The study, which involved more than 850 leaking underground fuel tanks in the Los Angeles area, suggests that expanded use of MTBE alternatives may pose as much of an environmental threat as their predecessor. The solution, the researchers say, is to stop the leaks before they start by designing better storage tanks.

Bans on the use of MTBE are scheduled to go into effect Jan. 1 in California, Connecticut and New York. Seventeen other states, as well as Chicago, Ill., and Reno, Nev., are considering restrictions or bans on MTBE, citing concerns that it can leak from gasoline storage tanks and contaminate drinking water supplies.

In the greater Los Angeles area there are more than 1,100 gas stations with leaking underground fuel tanks, according to the report. The researchers analyzed data from groundwater samples taken at 868 of these facilities, measuring the concentration of each oxygenate, such as MTBE, and examining the “plume length” — the distance that leakage travels. Chemicals diffuse at different rates through soil, so knowing the distance traveled gives an indication of the potential threat to drinking water supplies.

The 1990 Clean Air Act Amendments require that gasoline formulations contain oxygen to help them burn more completely, reducing harmful tailpipe emissions of ozone, a major component of smog. Methyl tertiary-butyl ether (MTBE) is an oxygenate commonly added to gasoline to meet the federal standards.

“Several other fuel oxygenates with similar properties are present in formulations supplied to gasoline stations,” says Tom Shih, D. Env. (doctorate in environmental science and engineering), an environmental scientist with the California Environmental Protection Agency. “However, unlike MTBE, there is virtually no research on the environmental behavior of these alternative fuel oxygenates.”

Without a better understanding of these chemicals, there is a risk of repeating the MTBE problem, he says.

Shih and his colleagues at the EPA and the University of California, Los Angeles, investigated the extent of groundwater contamination beneath gas stations, automotive shops and other sites with leaking underground fuel tanks in the Los Angeles area. The study focused on MTBE and four other additives with similar properties: tertiary-butyl alcohol (TBA), tertiary amyl-methyl ether (TAME), diisopropyl ether (DIPE), and ethyl tertiary-butyl ether (ETBE).

“Except for ethanol, these oxygenates constitute the majority of the fuel oxygenates used in the United States,” Shih says.

As the researchers expected, MTBE was the most common contaminant; it was detected at 82.5 percent of the sites.

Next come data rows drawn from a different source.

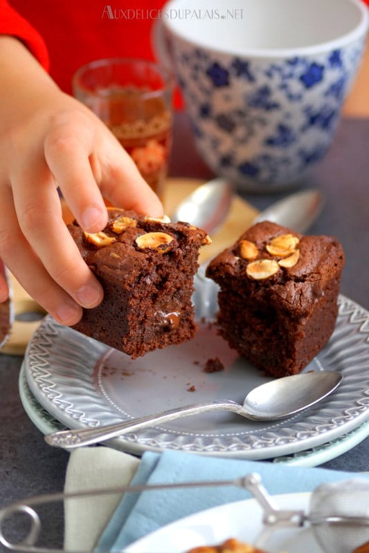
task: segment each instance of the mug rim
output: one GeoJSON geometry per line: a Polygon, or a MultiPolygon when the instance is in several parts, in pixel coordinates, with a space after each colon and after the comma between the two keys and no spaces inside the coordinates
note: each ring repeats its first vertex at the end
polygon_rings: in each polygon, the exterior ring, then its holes
{"type": "MultiPolygon", "coordinates": [[[[352,44],[358,39],[364,37],[368,32],[369,28],[369,8],[367,7],[366,4],[365,4],[362,0],[345,0],[345,1],[352,4],[357,8],[360,14],[360,20],[358,24],[351,30],[333,40],[322,41],[308,46],[296,46],[296,48],[249,48],[243,50],[235,48],[233,49],[230,48],[229,50],[226,50],[217,48],[215,46],[210,46],[209,44],[206,44],[205,41],[195,41],[192,38],[186,36],[185,33],[175,30],[172,26],[170,26],[170,19],[161,17],[161,23],[172,35],[187,44],[199,48],[206,49],[223,55],[235,55],[240,57],[253,57],[255,59],[268,57],[288,58],[298,56],[309,56],[316,54],[323,54],[330,50],[343,48],[348,44],[352,44]]],[[[163,12],[165,13],[166,10],[169,10],[171,7],[175,6],[178,3],[179,0],[169,0],[164,6],[163,12]]]]}
{"type": "Polygon", "coordinates": [[[170,68],[165,66],[163,64],[158,63],[157,62],[152,61],[152,59],[145,59],[141,57],[102,57],[96,59],[93,59],[80,66],[73,73],[71,78],[72,88],[75,92],[77,88],[82,92],[87,93],[90,96],[95,96],[96,97],[104,97],[102,93],[99,90],[91,90],[84,87],[80,82],[79,79],[81,75],[90,69],[95,69],[102,66],[107,65],[108,64],[134,64],[141,63],[152,67],[157,71],[158,73],[161,75],[163,78],[163,86],[154,88],[154,90],[146,91],[142,93],[143,98],[151,98],[156,96],[162,95],[165,91],[170,93],[173,93],[174,88],[175,79],[172,72],[170,68]]]}

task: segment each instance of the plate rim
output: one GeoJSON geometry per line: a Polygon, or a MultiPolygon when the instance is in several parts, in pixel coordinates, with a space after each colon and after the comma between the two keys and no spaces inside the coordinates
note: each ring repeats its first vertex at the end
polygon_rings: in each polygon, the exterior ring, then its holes
{"type": "MultiPolygon", "coordinates": [[[[19,371],[19,388],[21,402],[26,413],[36,428],[43,434],[66,429],[64,424],[53,417],[41,405],[32,393],[27,384],[24,363],[19,371]]],[[[272,462],[295,467],[317,467],[349,451],[368,436],[369,420],[335,440],[322,444],[316,448],[298,451],[296,456],[291,454],[292,456],[284,455],[280,458],[276,457],[272,462]]]]}
{"type": "MultiPolygon", "coordinates": [[[[350,299],[347,298],[343,294],[339,295],[340,298],[340,303],[342,306],[345,306],[345,304],[348,304],[350,307],[350,310],[348,312],[351,312],[351,311],[356,312],[359,310],[359,312],[361,316],[363,316],[364,320],[366,321],[367,319],[369,320],[369,312],[361,306],[359,306],[356,302],[350,300],[350,299]]],[[[345,314],[346,312],[343,313],[345,314]]],[[[41,332],[44,328],[44,326],[47,324],[47,321],[53,321],[53,319],[48,316],[44,319],[44,321],[42,323],[39,328],[35,332],[34,337],[37,335],[37,332],[41,332]],[[46,323],[45,323],[46,321],[46,323]]],[[[58,326],[55,321],[53,321],[54,325],[58,326]]],[[[369,327],[368,327],[369,331],[369,327]]],[[[73,331],[74,332],[74,331],[73,331]]],[[[83,341],[85,344],[88,344],[89,341],[91,339],[89,339],[87,337],[84,337],[80,335],[80,339],[83,341]]],[[[30,350],[32,348],[33,338],[30,341],[28,346],[27,347],[27,350],[26,353],[25,359],[29,361],[29,355],[30,355],[30,350]]],[[[101,353],[106,352],[109,350],[108,346],[101,344],[100,343],[96,343],[95,341],[93,341],[95,344],[95,346],[98,347],[96,344],[98,344],[100,346],[100,349],[101,350],[101,353]]],[[[87,426],[86,424],[82,424],[80,421],[73,420],[71,419],[70,417],[64,416],[64,412],[61,412],[57,409],[55,409],[55,406],[51,403],[46,401],[46,398],[44,397],[43,394],[39,394],[39,390],[37,386],[35,384],[35,381],[33,378],[31,377],[30,375],[30,370],[29,369],[29,364],[26,364],[26,377],[28,386],[33,392],[33,395],[35,397],[39,400],[41,404],[46,409],[46,410],[51,413],[53,416],[54,416],[57,420],[61,420],[62,422],[64,424],[70,426],[72,428],[82,428],[87,426]],[[62,418],[60,415],[60,414],[63,415],[63,418],[62,418]],[[72,423],[72,424],[71,424],[72,423]]],[[[247,449],[241,449],[238,451],[235,451],[233,449],[231,451],[217,451],[217,450],[209,450],[209,451],[204,451],[204,449],[189,449],[186,448],[185,451],[188,451],[190,453],[197,453],[202,455],[208,455],[211,456],[222,456],[222,457],[229,457],[231,456],[234,458],[246,458],[246,459],[253,459],[253,460],[260,460],[260,459],[266,459],[266,458],[272,458],[273,457],[279,457],[283,455],[289,455],[291,453],[296,453],[298,451],[303,451],[307,449],[313,448],[317,445],[319,445],[322,443],[324,443],[327,441],[332,441],[337,438],[339,438],[340,435],[342,435],[343,433],[347,433],[350,432],[351,430],[357,428],[358,427],[361,426],[361,423],[365,422],[367,420],[367,409],[365,408],[364,410],[357,415],[357,416],[353,416],[351,420],[347,421],[344,426],[343,429],[342,429],[342,424],[340,426],[339,424],[333,430],[330,429],[328,432],[328,437],[327,436],[323,437],[322,434],[318,434],[317,435],[310,436],[308,438],[305,438],[303,440],[296,440],[295,443],[294,444],[288,444],[288,451],[286,449],[285,444],[282,445],[279,449],[278,447],[276,447],[275,446],[273,448],[271,447],[263,447],[259,448],[259,449],[255,449],[253,450],[250,450],[247,449]],[[261,451],[262,449],[262,451],[261,451]]],[[[160,431],[161,429],[159,429],[160,431]]],[[[168,432],[170,433],[170,431],[168,432]]],[[[177,433],[178,435],[183,435],[183,433],[181,433],[179,431],[177,433]]],[[[142,438],[141,438],[142,439],[142,438]]],[[[148,440],[150,441],[150,440],[148,440]]],[[[151,440],[152,442],[153,440],[151,440]]],[[[109,440],[108,443],[111,447],[116,447],[119,449],[123,449],[125,451],[129,453],[132,453],[134,454],[141,454],[144,451],[163,451],[164,449],[176,449],[175,447],[163,447],[161,445],[157,445],[154,444],[154,445],[152,443],[142,443],[138,441],[136,441],[135,435],[134,435],[132,439],[129,439],[129,435],[127,435],[127,436],[121,437],[120,438],[115,438],[114,440],[109,440]]]]}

TBA was a close second at 61.1 percent, while the other three oxygenates were all detected at frequencies below 25 percent.

Combined with the data on plume lengths, the results indicate that TBA contamination is occurring at a scale similar to MTBE. And while the other compounds don’t appear to pose a serious risk at the moment, their low occurrence rates could be a reflection of less-frequent use. “All indications suggest that the alternative oxygenates would pose groundwater contamination threats similar to MTBE if their scales of usage were expanded,” the researchers conclude.

The implication, according to Shih, is that replacing MTBE with other oxygenates could lead to a replay of the current problem with a different contaminant.

Some have proposed using ethanol as a substitute for MTBE. “Early indications suggest that ethanol may pose less of a threat to groundwater and drinking water resources,” Shih says. But ethanol has a number of drawbacks: it is more expensive and scarce; it doesn’t offer the same air quality benefits; it can’t be mixed with gasoline and transported long distances; and the use of ethanol could cause a significant increase in the release of the respiratory irritant acetaldehyde, according to Shih.

The solution, Shih says, is to stop the leaks before they start: “Clearly it is more costly to have a leak occur and remediate the environmental impact than to prevent the release in the first place.” The average cost of site investigation and cleanup ranges from $100,000 to $1 million. “With proper design, it is entirely possible to have underground fuel tanks that don’t leak,” Shih says.

The high number of leaking tanks just in the Los Angeles area hints at the size of the problem nationwide, according to Shih. He also says the leakage frequently occurs even at sites with upgraded double tanks. Shih advocates a complete redesign of the system, which would include more effective management and enforcement as well as high-tech leak detection techniques.